Microsoft Certified: Information Protection and Compliance Administrator Associate (SC-400)
Microsoft Certified: Cybersecurity Architect Expert
Experience with technology projects
Demonstrably high standards in a fast-paced work environment
Able to work with an appropriate sense of urgency
Understanding the concepts of the PMI model and ability to apply to projects as needed.
Knowledge and understanding of data governance best practices.
Skilled in prioritizing multiple projects and tasks simultaneously.
Ability to effectively train others, complete documentation, and present on projects and solutions as needed.
Ability to research, interpret, and apply policies.
Excellent verbal and written communication skills.
Consistently strive to demonstrate the IT Values within various City departments.

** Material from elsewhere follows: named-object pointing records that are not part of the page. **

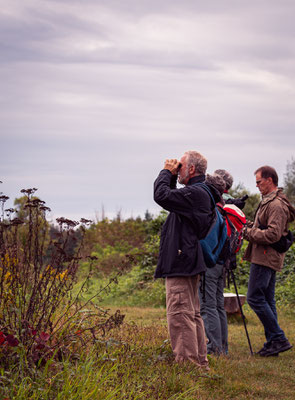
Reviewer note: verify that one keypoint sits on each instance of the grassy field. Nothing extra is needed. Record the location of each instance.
(135, 362)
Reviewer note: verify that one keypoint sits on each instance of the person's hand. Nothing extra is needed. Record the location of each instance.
(172, 166)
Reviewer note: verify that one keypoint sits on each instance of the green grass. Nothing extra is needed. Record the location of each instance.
(135, 362)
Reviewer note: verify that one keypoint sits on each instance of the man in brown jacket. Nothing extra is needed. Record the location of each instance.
(271, 223)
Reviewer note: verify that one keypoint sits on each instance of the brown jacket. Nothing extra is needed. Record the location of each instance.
(274, 212)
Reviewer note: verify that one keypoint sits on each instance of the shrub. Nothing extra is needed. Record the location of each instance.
(38, 311)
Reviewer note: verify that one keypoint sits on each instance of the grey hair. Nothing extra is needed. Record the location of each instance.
(198, 160)
(217, 181)
(226, 176)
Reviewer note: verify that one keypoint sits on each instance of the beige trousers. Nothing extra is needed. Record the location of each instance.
(185, 324)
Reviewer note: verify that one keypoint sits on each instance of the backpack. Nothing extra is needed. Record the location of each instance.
(214, 242)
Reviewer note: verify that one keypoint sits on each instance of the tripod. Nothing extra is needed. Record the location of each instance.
(232, 276)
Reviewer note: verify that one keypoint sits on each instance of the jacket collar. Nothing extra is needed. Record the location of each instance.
(269, 197)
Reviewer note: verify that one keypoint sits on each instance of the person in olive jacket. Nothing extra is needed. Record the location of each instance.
(180, 257)
(270, 224)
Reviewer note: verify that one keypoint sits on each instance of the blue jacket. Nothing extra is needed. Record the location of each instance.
(191, 214)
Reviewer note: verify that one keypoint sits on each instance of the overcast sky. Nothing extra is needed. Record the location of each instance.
(96, 94)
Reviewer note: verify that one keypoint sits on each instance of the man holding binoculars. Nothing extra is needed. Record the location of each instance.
(180, 257)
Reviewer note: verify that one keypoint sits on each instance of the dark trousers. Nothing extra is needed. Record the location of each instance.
(213, 312)
(261, 298)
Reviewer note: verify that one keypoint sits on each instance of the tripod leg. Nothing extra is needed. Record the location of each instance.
(240, 306)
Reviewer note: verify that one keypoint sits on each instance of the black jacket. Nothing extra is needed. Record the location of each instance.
(191, 214)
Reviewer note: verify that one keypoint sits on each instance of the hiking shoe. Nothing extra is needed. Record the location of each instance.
(264, 348)
(276, 347)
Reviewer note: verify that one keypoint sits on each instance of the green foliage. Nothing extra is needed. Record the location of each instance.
(39, 317)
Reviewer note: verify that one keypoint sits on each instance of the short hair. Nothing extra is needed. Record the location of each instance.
(268, 172)
(226, 176)
(217, 181)
(198, 160)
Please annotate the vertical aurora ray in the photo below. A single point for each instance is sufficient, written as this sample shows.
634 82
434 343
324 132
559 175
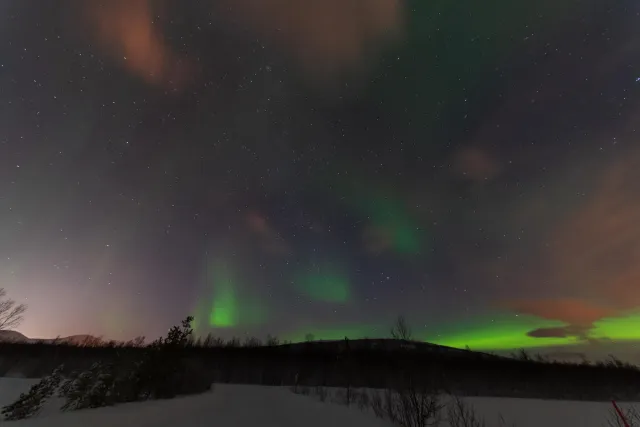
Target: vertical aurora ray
224 305
224 311
326 284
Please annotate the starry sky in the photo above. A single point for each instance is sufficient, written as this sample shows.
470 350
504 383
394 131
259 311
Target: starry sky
289 167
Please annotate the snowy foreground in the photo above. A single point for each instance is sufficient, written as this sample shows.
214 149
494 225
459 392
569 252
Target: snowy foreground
248 406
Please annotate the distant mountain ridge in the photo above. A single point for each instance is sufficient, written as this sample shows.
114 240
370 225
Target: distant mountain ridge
17 337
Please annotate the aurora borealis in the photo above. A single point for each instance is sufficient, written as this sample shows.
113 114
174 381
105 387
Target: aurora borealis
320 167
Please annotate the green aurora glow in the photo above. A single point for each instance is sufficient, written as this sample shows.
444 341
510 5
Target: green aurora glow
327 284
499 333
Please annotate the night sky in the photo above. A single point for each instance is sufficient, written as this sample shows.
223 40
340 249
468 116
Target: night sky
322 166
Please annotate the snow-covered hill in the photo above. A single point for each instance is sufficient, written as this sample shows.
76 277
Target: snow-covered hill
249 406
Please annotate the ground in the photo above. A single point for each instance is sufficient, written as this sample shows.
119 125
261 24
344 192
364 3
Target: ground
248 406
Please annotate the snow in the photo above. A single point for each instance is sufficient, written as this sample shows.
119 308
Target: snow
248 406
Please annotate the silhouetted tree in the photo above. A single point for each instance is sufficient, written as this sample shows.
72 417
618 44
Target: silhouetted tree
401 329
10 311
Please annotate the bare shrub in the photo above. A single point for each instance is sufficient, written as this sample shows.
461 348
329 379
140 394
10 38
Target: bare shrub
401 329
363 400
321 393
631 415
417 406
30 403
459 414
10 312
377 405
305 391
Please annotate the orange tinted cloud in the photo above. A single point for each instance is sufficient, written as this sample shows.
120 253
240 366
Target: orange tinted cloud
126 29
596 251
591 255
324 35
571 311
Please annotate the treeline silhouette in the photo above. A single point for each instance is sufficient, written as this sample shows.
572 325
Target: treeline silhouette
370 363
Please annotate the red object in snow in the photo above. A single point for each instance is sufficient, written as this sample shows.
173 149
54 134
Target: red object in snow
620 414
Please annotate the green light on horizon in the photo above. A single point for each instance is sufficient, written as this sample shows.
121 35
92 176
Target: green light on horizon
501 333
624 328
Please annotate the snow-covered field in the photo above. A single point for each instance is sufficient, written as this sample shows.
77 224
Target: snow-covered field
248 406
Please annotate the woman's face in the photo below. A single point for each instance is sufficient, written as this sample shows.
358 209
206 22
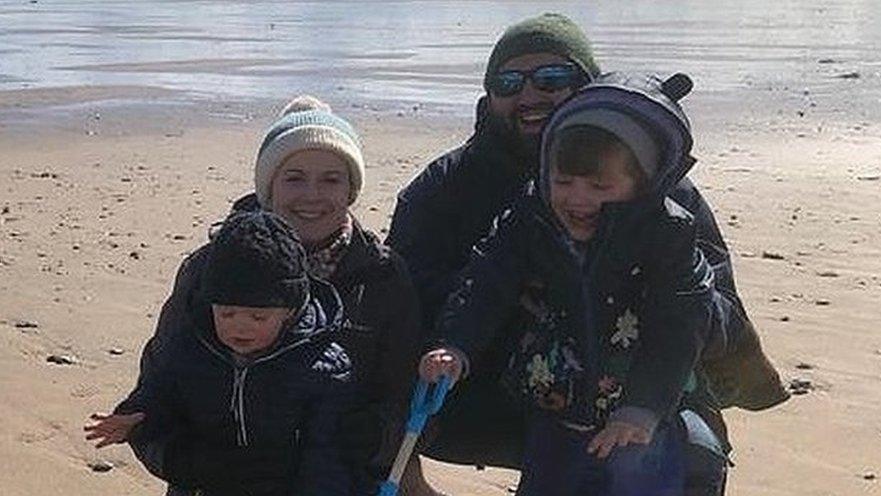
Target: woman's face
311 191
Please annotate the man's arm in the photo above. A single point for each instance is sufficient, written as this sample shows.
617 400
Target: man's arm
739 371
422 232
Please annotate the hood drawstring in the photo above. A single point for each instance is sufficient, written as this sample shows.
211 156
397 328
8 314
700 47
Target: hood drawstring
237 405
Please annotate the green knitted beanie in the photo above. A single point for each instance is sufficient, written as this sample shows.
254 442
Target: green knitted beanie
547 33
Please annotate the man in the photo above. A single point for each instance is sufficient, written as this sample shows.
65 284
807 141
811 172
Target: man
444 211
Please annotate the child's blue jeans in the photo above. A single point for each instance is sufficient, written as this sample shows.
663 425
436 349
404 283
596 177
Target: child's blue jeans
556 463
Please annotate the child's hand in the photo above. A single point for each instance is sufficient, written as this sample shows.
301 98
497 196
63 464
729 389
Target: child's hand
111 429
617 434
442 361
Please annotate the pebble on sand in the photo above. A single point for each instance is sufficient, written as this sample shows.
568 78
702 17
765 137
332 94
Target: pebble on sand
770 255
800 386
101 466
26 324
849 75
61 359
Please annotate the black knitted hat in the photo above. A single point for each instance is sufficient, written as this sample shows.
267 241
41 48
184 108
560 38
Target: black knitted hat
256 260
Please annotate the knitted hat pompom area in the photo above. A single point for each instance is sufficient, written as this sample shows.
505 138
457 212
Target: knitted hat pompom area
307 123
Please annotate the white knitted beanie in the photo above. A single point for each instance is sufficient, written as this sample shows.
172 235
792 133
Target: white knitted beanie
307 123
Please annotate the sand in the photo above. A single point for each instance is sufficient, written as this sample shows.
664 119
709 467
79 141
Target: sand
97 210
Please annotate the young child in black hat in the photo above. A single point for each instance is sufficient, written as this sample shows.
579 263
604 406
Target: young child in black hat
246 400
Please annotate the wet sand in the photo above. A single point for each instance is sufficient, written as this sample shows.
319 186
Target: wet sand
109 178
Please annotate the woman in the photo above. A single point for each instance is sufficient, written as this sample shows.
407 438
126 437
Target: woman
310 170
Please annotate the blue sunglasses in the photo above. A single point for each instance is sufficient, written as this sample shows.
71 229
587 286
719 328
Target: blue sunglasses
550 78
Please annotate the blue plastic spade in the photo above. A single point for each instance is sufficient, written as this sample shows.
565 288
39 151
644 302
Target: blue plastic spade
423 405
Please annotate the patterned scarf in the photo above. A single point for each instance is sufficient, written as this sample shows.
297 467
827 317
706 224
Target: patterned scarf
325 257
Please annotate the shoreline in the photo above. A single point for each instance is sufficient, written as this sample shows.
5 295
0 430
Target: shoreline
97 213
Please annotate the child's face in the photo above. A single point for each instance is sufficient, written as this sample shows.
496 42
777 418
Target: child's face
311 191
248 330
577 199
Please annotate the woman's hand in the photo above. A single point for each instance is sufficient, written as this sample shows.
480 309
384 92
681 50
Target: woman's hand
441 361
617 434
111 429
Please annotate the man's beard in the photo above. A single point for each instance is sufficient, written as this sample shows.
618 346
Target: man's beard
525 147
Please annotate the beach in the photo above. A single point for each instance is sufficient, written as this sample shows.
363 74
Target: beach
112 168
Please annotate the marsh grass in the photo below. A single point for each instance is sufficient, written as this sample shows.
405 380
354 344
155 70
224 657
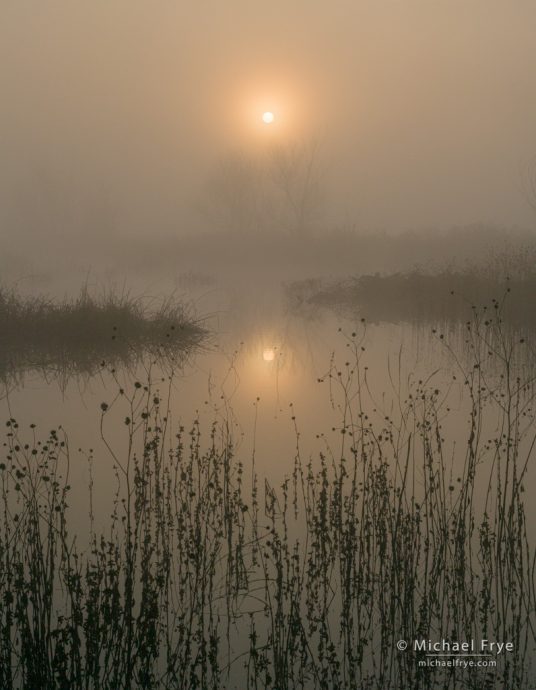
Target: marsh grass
418 297
73 337
209 577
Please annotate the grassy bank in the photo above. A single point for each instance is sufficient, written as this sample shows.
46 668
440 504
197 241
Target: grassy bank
418 297
209 577
74 337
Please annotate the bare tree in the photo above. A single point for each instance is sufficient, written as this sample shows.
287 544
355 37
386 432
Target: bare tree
294 170
280 190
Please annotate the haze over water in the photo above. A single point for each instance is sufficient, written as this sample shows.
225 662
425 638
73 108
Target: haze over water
291 244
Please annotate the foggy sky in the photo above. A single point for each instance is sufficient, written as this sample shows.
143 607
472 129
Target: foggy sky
113 114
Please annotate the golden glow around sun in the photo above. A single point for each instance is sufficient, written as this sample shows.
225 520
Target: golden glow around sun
268 354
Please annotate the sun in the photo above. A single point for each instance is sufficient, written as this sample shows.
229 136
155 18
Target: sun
268 354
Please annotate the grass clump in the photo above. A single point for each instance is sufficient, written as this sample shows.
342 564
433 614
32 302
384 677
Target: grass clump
73 337
206 579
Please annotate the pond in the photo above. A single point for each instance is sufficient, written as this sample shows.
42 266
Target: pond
355 484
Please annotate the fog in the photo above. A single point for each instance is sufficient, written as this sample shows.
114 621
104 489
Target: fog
115 117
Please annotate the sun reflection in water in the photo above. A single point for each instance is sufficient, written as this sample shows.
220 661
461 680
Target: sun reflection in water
268 354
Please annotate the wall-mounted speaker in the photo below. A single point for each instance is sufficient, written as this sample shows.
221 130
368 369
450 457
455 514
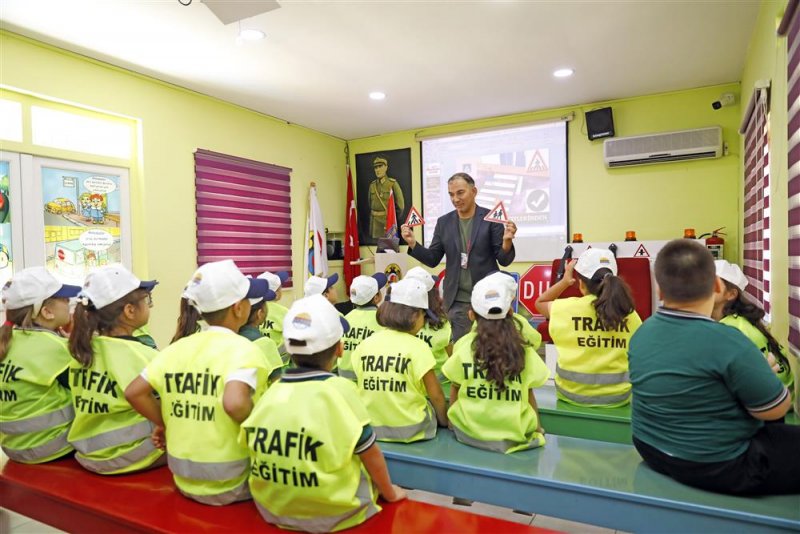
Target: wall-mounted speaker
600 123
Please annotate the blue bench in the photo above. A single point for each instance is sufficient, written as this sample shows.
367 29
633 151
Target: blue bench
605 484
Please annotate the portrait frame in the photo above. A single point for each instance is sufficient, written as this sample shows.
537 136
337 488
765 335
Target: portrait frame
399 169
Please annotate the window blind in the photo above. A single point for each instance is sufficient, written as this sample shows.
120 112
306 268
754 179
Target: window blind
243 213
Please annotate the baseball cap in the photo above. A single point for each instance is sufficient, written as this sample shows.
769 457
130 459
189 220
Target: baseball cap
315 285
217 285
730 272
110 283
424 276
364 288
276 280
594 259
411 292
492 296
313 320
32 286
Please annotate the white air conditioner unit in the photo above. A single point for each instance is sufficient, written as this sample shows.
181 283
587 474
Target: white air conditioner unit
702 143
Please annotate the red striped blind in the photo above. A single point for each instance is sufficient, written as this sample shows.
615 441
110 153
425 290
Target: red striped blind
756 203
793 117
243 212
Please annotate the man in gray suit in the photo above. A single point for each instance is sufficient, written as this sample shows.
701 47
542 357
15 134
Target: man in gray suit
473 248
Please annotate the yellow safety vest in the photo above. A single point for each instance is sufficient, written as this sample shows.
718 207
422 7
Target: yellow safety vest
207 461
485 417
305 472
592 368
110 437
363 324
389 367
36 410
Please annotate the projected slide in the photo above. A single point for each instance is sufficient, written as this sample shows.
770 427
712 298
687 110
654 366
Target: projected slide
524 167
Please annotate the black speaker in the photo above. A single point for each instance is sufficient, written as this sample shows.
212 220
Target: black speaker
599 123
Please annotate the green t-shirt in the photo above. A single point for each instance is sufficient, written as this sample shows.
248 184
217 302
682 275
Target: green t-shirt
694 383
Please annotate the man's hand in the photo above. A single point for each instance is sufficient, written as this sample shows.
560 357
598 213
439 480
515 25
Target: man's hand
408 235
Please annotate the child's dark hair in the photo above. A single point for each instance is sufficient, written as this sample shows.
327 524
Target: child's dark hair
754 314
88 320
614 301
685 271
499 350
21 317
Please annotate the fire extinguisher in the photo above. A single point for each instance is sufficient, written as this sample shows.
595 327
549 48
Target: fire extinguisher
714 242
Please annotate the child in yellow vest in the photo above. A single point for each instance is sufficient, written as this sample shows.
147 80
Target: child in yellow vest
208 383
395 369
733 308
110 437
436 332
493 374
36 405
592 333
365 294
315 465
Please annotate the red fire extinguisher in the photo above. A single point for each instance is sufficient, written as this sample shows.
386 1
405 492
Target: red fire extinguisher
714 242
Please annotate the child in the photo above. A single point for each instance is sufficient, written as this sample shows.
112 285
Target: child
436 332
365 294
394 369
592 332
492 405
329 481
733 308
109 435
207 382
702 390
37 408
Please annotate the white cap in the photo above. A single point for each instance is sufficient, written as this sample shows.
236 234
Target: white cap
364 288
313 320
730 272
110 283
217 285
424 276
31 287
316 285
492 296
411 292
594 259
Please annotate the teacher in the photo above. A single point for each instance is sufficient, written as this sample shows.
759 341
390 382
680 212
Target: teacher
473 248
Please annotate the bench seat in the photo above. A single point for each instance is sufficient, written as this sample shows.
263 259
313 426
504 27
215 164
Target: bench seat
581 480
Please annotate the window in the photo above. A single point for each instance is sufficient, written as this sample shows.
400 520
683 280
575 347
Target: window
243 213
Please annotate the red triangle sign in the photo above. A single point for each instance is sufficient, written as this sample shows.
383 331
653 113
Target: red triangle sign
414 218
497 214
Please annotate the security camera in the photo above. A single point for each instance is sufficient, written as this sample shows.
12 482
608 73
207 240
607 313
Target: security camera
728 99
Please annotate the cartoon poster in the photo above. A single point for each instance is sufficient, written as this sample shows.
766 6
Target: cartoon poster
81 222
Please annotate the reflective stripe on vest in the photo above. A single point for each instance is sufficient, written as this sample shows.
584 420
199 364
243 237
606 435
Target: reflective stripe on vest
328 523
214 471
593 379
239 493
42 451
112 438
40 422
594 399
120 462
499 446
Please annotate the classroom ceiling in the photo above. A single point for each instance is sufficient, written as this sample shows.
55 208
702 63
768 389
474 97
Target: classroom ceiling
436 61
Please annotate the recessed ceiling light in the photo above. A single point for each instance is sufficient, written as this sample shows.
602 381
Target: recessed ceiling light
250 34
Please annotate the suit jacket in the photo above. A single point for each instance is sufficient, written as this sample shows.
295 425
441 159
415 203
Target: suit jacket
486 252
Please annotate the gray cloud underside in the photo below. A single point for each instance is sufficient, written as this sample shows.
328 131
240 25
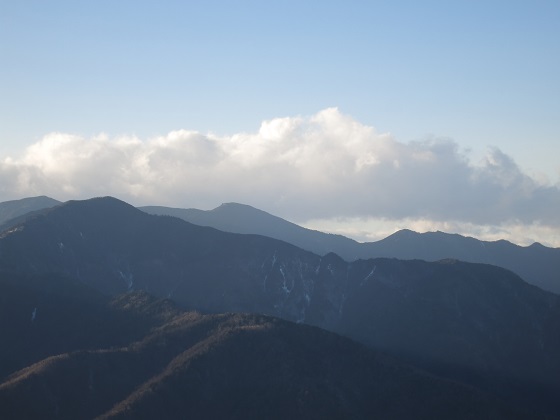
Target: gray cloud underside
322 166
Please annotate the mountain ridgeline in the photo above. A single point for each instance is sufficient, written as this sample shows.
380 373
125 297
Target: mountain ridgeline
536 264
473 323
134 357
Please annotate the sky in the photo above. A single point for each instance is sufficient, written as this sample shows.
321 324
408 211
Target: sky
354 117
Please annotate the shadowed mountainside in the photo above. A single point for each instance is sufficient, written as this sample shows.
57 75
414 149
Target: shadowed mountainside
536 264
148 359
471 322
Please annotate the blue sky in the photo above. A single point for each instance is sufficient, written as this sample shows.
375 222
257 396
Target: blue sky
483 75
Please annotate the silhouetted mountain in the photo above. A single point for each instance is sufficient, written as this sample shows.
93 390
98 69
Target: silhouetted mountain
138 357
12 209
536 264
475 323
240 218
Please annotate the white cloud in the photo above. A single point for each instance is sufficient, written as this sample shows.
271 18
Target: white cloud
319 167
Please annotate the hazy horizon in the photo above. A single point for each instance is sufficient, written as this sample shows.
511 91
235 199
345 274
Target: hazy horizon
356 118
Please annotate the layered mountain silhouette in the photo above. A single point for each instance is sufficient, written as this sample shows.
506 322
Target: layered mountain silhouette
473 323
536 264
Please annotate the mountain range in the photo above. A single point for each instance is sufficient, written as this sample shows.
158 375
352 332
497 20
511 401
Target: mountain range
134 356
472 323
536 264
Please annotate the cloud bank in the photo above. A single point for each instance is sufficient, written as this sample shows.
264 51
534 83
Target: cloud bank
319 167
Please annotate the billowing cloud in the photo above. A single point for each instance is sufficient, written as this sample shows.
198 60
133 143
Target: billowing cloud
319 167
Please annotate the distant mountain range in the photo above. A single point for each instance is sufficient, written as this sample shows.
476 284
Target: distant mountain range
88 356
536 264
473 323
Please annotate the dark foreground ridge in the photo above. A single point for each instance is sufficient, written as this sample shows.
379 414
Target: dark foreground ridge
473 323
148 359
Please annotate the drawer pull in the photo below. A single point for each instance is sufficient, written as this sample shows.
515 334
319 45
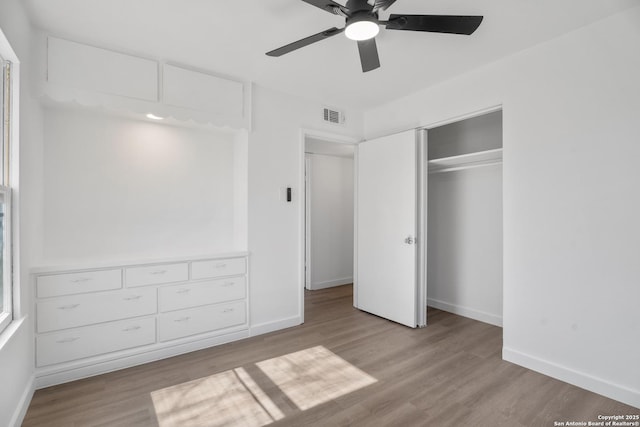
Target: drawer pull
67 340
157 272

Strong understanding of Cybersecurity and Data Management principles

Responsibilities

Designs and implements Microsoft Purview Information Protection policies to classify and label data (e.g., Public, Confidential, Restricted).
Establishes and maintains sensitivity labels , retention policies , and data classification schemas for Copilot and the broader M365 use.
Collaborate with the Microsoft 365 team to define Copilot guardrails , ensuring that AI-generated content does not expose unauthorized data.
Monitors data access patterns and manage data access controls.
Investigates anomalies using tools such as Purview Audit and Microsoft Defender for Cloud Apps
Implements Data Loss Prevention (DLP) policies to prevent oversharing of sensitive information internally and externally
Manages compliance portals , configure Microsoft Purview roles and permissions , and coordinate with security teams for ongoing audits.
Provides documentation, training, and support to ensure department-wide adoption of best practices for AI governance.
Stay current with Microsoft Purview roadmap and evolving features related to AI and data security.
Identifies, assesses and mitigates risks relate to data security and governance and works with ITS Security Team to access and remediate potential data breaches and unauthorized access.
Implement processes and controls to ensure data accuracy, completeness and consistency.
Collaborates with stakeholders throughout the City of Savannah to ensure effective data governance practices and validate enforcement.
Performs other related duties and responsibilities as required.